He also considers propositions
\begin{equation*}
    \mathit{\Pi}_{x_1}\mathit{\Pi}_{x_2}\cdots\mathit{\Pi}_{x_m}
\mathit{\Sigma_{y_1}}\mathit{\Sigma_{y_2}}
\cdots\text{ad inf. }
U_{x_1\cdots x_my_1y_2\cdots\text{ad inf.}}
\end{equation*}
and countably infinite products of these (Theorem 8).
There are no examples or concluding remarks.

\section*{The 1922 paper}

Skolem's 1922 paper \cite{Skolem-some-remarks}
addresses eight points about Zermelo's set-theory.
First,
\begin{quote}
  If we adopt Zermelo's axiomatization,
we must, strictly speaking,
have a general notion of domains in order to be able to provide
a foundation for set theory.
The entire content of this theory is, after all, as follows:
for every domain in which the axioms hold,
the further theorems of set theory also hold.
But clearly it is somehow circular
to reduce the notion of set to a general notion of domain.
\end{quote}
The basic concern seems to be that you cannot do set theory
without already knowing what sets are.
He seems to be mistaken:
We start out with a notion of (as I say) \emph{collection,}
and then in particular \emph{class}:
a ``domain'' for set theory
is a class, not a set.

Skolem's second point is that Zermelo is deficient
for not defining ``definite proposition.''
The allusion is to
\begin{quote}
  \textsc{Axiom III.}
(Axiom of separation.)
Whenever the propositional function $\mathfrak E(x)$ is definite
for all elements of a set $M$,
$M$ possesses a subset $M_{\mathfrak E}$
containing as elements precisely those elements $x$ of $M$
for which $\mathfrak E(x)$ is true.\hfill\cite[p.~202]{Zermelo-invest}
\end{quote}
Here $\mathfrak E(x)$ ought to be,
in our terms, 
a first-order proposition
in the signature $\{\in\}$ (with equality).

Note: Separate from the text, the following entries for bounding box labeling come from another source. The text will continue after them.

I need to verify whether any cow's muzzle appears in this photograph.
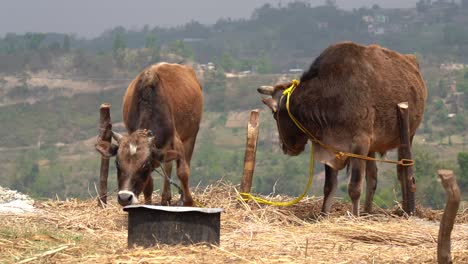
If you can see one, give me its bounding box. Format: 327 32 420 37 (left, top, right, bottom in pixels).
117 191 138 206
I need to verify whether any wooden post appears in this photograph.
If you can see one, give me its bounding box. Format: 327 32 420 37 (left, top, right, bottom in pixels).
397 102 416 215
437 170 460 263
240 109 260 193
98 103 112 208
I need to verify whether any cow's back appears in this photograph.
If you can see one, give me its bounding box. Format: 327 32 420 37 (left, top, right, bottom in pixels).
152 63 203 140
123 63 203 141
293 42 427 152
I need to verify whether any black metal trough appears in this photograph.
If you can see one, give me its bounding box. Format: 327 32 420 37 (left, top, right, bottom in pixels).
124 205 222 247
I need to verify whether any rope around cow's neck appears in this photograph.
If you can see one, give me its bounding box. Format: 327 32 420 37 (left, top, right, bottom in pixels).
278 80 414 166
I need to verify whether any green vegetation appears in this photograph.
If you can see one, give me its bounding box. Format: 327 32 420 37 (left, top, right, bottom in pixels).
0 1 468 207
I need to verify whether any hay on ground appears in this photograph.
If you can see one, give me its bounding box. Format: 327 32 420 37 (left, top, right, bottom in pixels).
0 183 468 263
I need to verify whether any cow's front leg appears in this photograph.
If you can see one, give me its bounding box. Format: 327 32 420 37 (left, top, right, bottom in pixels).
143 174 153 204
322 165 338 214
364 152 377 214
161 162 172 205
348 136 370 216
177 158 193 206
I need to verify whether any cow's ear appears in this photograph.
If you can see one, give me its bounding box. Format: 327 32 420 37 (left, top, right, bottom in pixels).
94 140 119 158
262 97 278 113
164 149 181 162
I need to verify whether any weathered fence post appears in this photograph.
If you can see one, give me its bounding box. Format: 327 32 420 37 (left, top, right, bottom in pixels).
98 103 112 208
240 109 260 193
397 102 416 215
437 170 460 263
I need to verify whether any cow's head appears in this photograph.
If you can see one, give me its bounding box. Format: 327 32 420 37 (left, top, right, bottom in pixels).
257 83 308 156
96 130 179 206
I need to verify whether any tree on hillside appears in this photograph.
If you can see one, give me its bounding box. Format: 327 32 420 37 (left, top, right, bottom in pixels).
24 33 45 50
145 34 161 63
112 32 127 68
62 34 70 52
457 152 468 190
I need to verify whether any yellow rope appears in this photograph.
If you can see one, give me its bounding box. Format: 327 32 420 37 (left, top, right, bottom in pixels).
239 144 315 206
239 80 414 206
283 80 414 166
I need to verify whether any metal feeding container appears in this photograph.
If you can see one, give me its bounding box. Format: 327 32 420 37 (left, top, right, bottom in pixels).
124 205 222 247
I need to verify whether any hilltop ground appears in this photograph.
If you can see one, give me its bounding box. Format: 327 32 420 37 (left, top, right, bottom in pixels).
0 183 468 263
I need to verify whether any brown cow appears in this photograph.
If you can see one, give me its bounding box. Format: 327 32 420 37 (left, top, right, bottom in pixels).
97 63 203 206
258 42 427 215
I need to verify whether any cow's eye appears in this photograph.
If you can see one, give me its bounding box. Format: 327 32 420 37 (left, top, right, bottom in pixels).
142 161 150 170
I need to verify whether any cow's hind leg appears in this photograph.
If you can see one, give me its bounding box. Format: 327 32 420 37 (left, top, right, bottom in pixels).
177 158 193 206
348 136 370 216
143 174 153 204
161 162 172 205
322 165 338 214
364 152 377 214
175 137 193 206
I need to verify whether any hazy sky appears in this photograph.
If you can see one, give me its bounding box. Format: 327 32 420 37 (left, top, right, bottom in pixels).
0 0 417 38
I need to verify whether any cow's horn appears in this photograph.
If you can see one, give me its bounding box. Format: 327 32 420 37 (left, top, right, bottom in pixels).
257 85 275 95
112 131 123 143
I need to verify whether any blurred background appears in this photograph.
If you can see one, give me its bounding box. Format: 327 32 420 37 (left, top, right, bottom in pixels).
0 0 468 208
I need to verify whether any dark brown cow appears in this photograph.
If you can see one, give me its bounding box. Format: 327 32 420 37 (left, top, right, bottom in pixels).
97 63 203 206
258 42 427 215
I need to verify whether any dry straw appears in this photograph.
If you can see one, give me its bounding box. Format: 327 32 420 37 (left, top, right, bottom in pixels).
0 183 468 263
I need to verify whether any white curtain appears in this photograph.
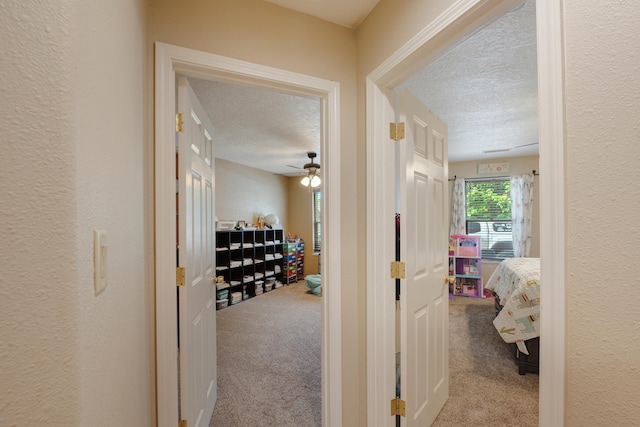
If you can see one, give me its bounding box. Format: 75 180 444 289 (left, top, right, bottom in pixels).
511 174 533 257
449 178 467 236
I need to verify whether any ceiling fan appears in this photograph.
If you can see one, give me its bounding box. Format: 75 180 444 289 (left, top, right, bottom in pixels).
482 142 538 154
300 151 322 188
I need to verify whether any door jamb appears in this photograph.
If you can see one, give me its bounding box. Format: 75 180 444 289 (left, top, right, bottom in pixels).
366 0 566 426
155 42 342 427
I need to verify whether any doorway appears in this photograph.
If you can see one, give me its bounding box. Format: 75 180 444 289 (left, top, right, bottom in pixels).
155 43 342 427
366 0 564 425
189 78 322 425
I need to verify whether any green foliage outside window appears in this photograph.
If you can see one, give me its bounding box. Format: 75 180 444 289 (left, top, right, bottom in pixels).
466 179 511 220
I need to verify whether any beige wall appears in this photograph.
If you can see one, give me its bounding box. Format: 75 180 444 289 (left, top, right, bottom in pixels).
215 159 288 231
148 0 366 426
449 156 540 283
0 0 155 426
563 0 640 426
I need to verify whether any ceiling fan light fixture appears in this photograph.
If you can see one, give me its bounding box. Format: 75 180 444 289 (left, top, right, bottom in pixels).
300 152 322 189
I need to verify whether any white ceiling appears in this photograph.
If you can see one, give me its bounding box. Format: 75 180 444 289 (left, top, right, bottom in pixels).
265 0 380 29
189 0 538 175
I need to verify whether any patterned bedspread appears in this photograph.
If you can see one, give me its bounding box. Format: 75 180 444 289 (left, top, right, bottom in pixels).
485 258 540 354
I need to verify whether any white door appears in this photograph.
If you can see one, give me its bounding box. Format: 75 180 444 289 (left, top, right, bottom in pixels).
398 91 449 426
178 77 217 427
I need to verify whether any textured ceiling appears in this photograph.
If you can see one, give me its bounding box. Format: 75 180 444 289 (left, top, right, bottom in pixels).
189 0 538 175
189 78 322 175
401 0 538 161
265 0 380 29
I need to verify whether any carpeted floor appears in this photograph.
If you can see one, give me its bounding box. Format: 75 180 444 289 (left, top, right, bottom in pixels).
433 297 538 427
210 282 538 427
209 281 322 427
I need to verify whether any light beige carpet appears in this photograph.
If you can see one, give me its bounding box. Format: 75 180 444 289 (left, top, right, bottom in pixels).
210 282 538 427
210 281 322 427
433 297 538 427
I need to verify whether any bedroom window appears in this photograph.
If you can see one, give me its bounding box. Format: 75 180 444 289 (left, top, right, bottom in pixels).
312 190 322 254
465 178 513 259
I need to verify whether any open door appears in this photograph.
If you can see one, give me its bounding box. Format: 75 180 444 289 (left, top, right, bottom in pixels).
177 77 217 427
398 90 449 427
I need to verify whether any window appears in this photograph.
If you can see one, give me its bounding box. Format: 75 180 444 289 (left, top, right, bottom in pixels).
465 178 513 259
313 190 322 254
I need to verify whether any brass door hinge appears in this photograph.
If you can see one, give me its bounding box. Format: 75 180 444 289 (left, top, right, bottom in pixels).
391 397 407 417
176 113 184 132
176 267 185 286
389 122 404 141
391 261 405 279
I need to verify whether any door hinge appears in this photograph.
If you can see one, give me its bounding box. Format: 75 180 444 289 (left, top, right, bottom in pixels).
176 113 184 132
176 267 185 286
389 122 404 141
391 397 407 417
391 261 405 279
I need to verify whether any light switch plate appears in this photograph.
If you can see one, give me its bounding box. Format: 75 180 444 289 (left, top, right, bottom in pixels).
93 230 108 296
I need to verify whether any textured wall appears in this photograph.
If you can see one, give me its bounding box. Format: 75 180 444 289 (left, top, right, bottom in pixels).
564 0 640 426
0 0 80 426
0 0 154 426
149 0 366 426
213 159 288 226
72 0 155 425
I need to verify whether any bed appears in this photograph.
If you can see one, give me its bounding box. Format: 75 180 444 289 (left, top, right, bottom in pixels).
485 258 540 375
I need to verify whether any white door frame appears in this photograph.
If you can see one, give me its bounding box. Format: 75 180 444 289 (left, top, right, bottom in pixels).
366 0 566 426
155 42 342 427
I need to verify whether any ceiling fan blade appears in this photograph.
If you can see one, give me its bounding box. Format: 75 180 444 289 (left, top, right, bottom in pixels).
482 142 538 154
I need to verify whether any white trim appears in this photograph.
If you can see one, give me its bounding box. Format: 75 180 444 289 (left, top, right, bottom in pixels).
155 42 342 427
536 0 566 426
366 0 565 426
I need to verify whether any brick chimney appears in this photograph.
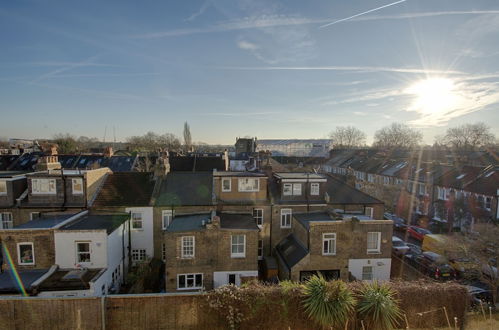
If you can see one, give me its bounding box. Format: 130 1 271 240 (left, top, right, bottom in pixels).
104 146 114 157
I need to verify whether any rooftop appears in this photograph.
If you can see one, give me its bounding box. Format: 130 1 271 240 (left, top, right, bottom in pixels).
60 214 130 234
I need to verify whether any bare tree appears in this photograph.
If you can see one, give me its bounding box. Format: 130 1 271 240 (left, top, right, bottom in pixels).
442 123 495 151
184 122 192 151
329 126 366 149
373 123 423 149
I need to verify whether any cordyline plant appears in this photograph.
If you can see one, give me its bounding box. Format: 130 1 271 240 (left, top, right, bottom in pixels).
304 275 356 328
357 282 402 330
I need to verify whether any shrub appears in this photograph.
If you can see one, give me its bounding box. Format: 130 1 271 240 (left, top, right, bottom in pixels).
304 276 355 328
357 281 402 329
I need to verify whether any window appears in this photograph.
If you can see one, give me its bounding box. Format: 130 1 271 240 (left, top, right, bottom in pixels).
132 249 147 261
31 179 56 195
322 233 336 256
71 178 83 195
132 212 142 230
253 209 263 226
161 243 166 262
310 183 319 196
222 178 231 192
367 232 381 254
362 266 373 281
177 274 203 290
17 243 35 266
0 180 7 195
161 210 173 230
182 236 195 258
485 197 492 211
419 183 426 195
258 239 263 260
238 178 260 192
76 242 90 263
293 183 301 196
282 183 293 196
281 209 292 228
0 212 14 229
230 235 246 258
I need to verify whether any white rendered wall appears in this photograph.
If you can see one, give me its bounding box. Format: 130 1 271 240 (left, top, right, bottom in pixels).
54 230 107 269
213 270 258 289
348 258 392 281
126 207 154 258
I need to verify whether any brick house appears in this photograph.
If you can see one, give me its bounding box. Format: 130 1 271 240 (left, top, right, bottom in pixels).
276 212 392 281
164 213 259 292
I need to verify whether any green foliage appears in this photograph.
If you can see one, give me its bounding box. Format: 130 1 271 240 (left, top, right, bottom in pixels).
357 282 402 329
304 276 356 328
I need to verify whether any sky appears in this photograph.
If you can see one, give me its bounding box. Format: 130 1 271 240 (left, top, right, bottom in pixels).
0 0 499 144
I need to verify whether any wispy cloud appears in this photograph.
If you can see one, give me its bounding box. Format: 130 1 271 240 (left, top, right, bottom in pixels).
320 0 407 29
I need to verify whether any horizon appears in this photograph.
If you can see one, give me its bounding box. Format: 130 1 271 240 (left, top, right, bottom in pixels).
0 0 499 145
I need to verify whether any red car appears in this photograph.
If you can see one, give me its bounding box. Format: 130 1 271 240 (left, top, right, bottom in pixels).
407 226 431 242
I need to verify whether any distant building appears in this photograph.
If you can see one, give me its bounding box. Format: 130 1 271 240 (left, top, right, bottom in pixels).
256 139 331 157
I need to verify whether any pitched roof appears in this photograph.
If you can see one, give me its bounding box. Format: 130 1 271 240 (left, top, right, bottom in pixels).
155 172 213 206
93 172 154 206
219 213 259 230
276 234 308 269
326 176 383 204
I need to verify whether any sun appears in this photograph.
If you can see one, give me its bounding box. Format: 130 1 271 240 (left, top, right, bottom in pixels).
405 78 459 115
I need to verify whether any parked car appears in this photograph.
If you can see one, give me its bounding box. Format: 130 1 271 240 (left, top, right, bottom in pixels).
384 213 407 231
405 252 456 280
392 236 409 256
407 226 431 241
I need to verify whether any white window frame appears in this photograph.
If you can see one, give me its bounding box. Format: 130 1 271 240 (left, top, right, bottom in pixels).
0 180 7 195
253 209 263 227
132 249 147 262
258 239 263 260
0 212 14 229
367 231 381 254
130 211 144 230
31 179 57 195
75 241 92 264
361 266 374 281
161 210 174 230
180 236 196 259
322 233 336 256
230 235 246 258
17 242 35 266
237 178 260 192
310 182 321 196
71 178 83 195
281 209 293 228
222 178 232 192
177 273 204 290
293 183 302 196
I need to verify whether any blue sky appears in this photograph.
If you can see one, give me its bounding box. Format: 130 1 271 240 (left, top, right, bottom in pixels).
0 0 499 144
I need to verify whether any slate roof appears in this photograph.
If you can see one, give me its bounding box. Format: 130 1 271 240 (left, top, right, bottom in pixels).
275 234 308 269
13 213 76 229
60 214 130 235
93 172 154 207
166 213 211 232
0 269 48 294
223 213 259 230
155 172 213 206
326 176 383 204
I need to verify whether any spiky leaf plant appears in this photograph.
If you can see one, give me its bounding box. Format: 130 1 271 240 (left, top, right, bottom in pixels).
304 276 356 328
357 281 402 330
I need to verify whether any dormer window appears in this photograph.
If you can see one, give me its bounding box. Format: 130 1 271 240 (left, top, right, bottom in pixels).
31 179 57 195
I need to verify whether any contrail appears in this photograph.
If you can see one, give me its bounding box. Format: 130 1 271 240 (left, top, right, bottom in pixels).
319 0 407 29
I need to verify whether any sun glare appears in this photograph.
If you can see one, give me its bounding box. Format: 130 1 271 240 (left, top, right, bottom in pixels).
406 78 459 115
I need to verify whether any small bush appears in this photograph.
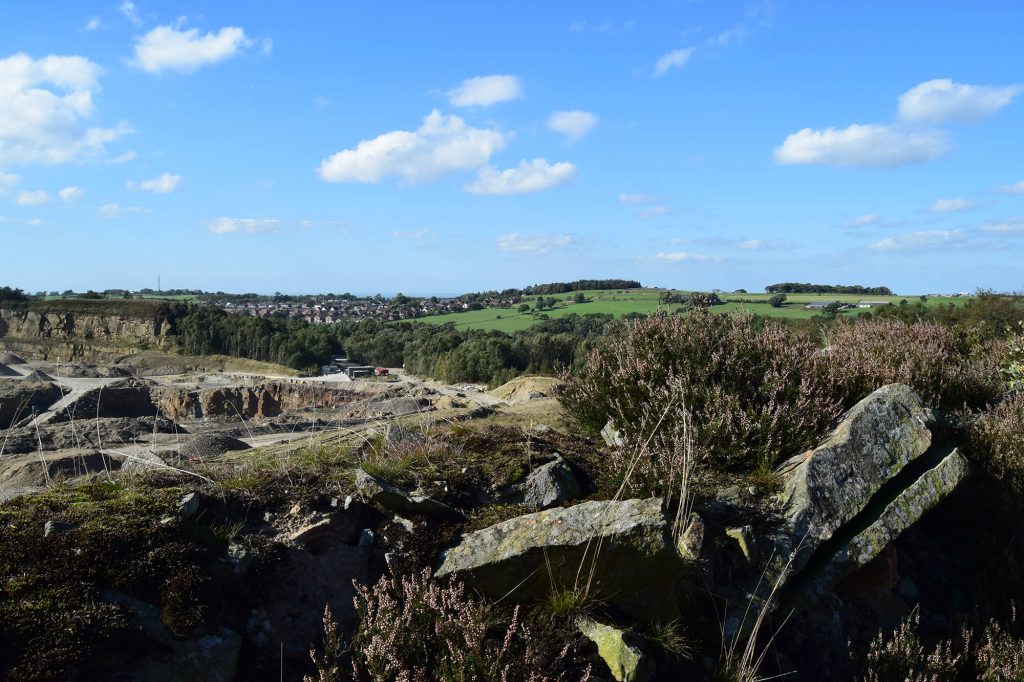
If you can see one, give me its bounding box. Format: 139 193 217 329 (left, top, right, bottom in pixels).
827 318 1000 409
342 568 569 682
561 309 840 471
968 391 1024 496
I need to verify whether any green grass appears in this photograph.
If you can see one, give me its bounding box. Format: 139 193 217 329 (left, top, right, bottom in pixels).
405 289 968 333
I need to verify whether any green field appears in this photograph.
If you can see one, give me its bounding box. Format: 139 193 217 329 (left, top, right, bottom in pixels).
407 289 968 332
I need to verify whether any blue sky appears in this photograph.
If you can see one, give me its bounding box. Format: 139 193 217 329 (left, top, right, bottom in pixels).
0 0 1024 294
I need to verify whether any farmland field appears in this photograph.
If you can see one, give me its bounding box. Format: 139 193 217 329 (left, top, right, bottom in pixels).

Skolem continues with the \textbf{Skolem paradox:}
\begin{quote}
  This third point is the most important:
\emph{If the axioms are consistent,
there exists a domain $B$ in which the axioms hold
and whose elements can all be enumerated
by means of the positive finite integers.}

\dots So far as I know,
no one has called attention 
to this peculiar and apparently paradoxical state of affairs.
\end{quote}
Skolem immediately resolves the paradox.
Meanwhile, he has proved it
using L\"owenheim's theorem,
proved now without the Axiom of Choice:
We are again considering a satisfiable sentence in Skolem normal form
as in \eqref{eqn:SNF}.
There are some ``solutions''---models---of the sentence
\begin{equation*}
  \Exists{\vec y}\phi(0,\dots,0,\vec y).
\end{equation*}
Moreover, some such model will have the universe $1+n$,
that is, $\{0,\dots,n\}$,
because this set
is just large enough to allow the $y_j$ to be distinct from one another
and from $0$.
We designate each such model by $L_{j,1}$ for some $j$.
Then there are models $L_{j,2}$ of
\begin{equation*}
  \bigwedge_{\vec x\in{}^m(1+n)}\phi(\vec x,\vec y)
\end{equation*}
that have universe $1+n+n\cdot(n+1)^m$.
We continue thus: the $L_{j,3}$ will be models of
\begin{equation*}
  \bigwedge_{\vec x\in{}^m(1+n+n\cdot(n+1)^m)}\phi(\vec x,\vec y)
\end{equation*}
with universe $1+n+n\cdot(n+1)^m+n\cdot(1+n+n\cdot(n+1)^m)^m$, and so on.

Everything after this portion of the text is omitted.